Die  zu untersuchenden Daten werden dabei von aps-AV weder auf bekannte Viren-Signaturen hin inspiziert noch sonst wie durch Parsing interpretiert, bevor sie in die abgesicherte Ausführungsumgebung gelangen. Erst im Execution Environment, das zusätzlich zu dem gehärteten Hochsicherheitsbetriebssystem über keinerlei Netzwerkschnittstellen verfügt, kommen demnach die verwundbaren AV-Engines zum Zug und überprüfen den Mail-Anhang auf Schadcode. Bei Feststellung einer Anomalie bei der Untersuchung wird die abgeschottete Umgebung samt dem Betriebssystem komplett gelöscht und der Vorgang als Angriff auf das AV-Produkt markiert.

Die Distribution Engine gibt dem Mail-Server dann entweder grünes Licht oder veranlasst das Blockieren der E-Mail; zusätzlich wird der Vorfall zentral geloggt und gemeldet.

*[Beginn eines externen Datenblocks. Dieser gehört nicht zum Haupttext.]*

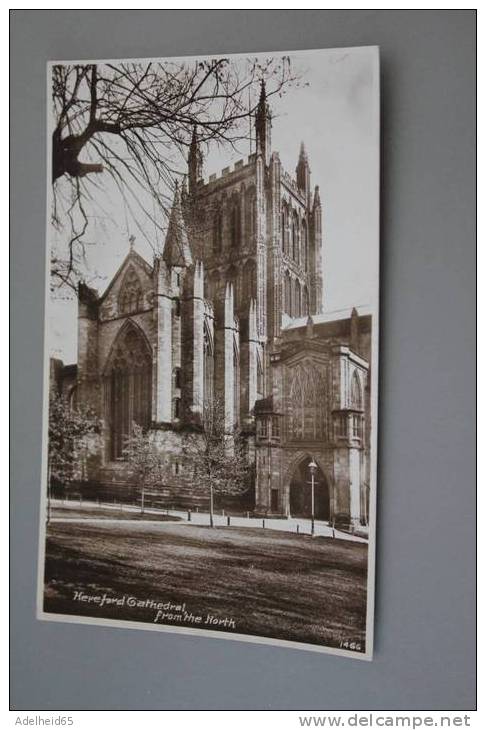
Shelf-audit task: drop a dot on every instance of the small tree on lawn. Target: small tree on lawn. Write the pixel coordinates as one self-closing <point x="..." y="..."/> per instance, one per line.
<point x="68" y="430"/>
<point x="144" y="459"/>
<point x="218" y="456"/>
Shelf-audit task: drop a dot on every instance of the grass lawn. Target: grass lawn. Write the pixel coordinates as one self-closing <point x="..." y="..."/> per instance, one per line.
<point x="108" y="513"/>
<point x="271" y="583"/>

Um Angriffe auf aps-AV selbst zu verhindern, ist dieses vollständig im überprüfbaren, typensicheren C# entwickelt und die Angriffsfläche der aps-AV Lösung selbst auf ein absolutes Minimum reduziert. Zudem sind sämtliche Prozesse innerhalb der 3-Tier-Architektur gegeneinander in beide Richtungen authentifiziert und die Kommunikation zwischen den drei Kernkomponenten durch Signaturen und ein spezielles Mehrwegeprotokoll abgesichert. Während der Implementierung wurden kein unsicherer Code produziert (unsafe code) und auch keine unsicheren Methoden oder Bibliotheken (p/Invoke) verwendet.

aps-av key features
BILD darf vervielfältigt werden, n.runs

[ Mehr Informationen zu aps-AV ]

Über n.runs
Die n.runs AG wurde 2001 mit Sitz in Oberursel gegründet und hat sich als herstellerunabhängiges und neutrales Beratung­unternehmen in den Bereichen IT-Sicherheit, IT-Infrastruktur und IT-Business sowie als Lösungsentwickler im Markt etabliert. Die Dienstleistungen des Anbieters verfolgen einen ganzheitlichen Ansatz und umfassen Audit/Assessment, Design, Unterstützung beim Einsatz neuester Technologien, Prozessberatung sowie Wissenstransfer. Gewachsen als Consulting-Spezialist, wurde das ursprüngliche Kerngeschäft später um die Sparte „Applications“ mit eigener Lösungsentwicklung erweitert. Im Zuge dessen hat das Unternehmen mit „Application Protection System – Anti-Virus (aps-AV)“ eine Hochsicherheitslösung konzipiert und entwickelt. Diese eignet sich speziell für die Absicherung und Zentralisierung von Antivirus-Infrastrukturen. Der Kundenstamm von n.runs besteht aus mittelständischen und großen Unternehmen unterschiedlicher Branchen, wie beispielsweise Microsoft, Ferrero, 1&1, Deutsche Telekom und Daimler Chrysler.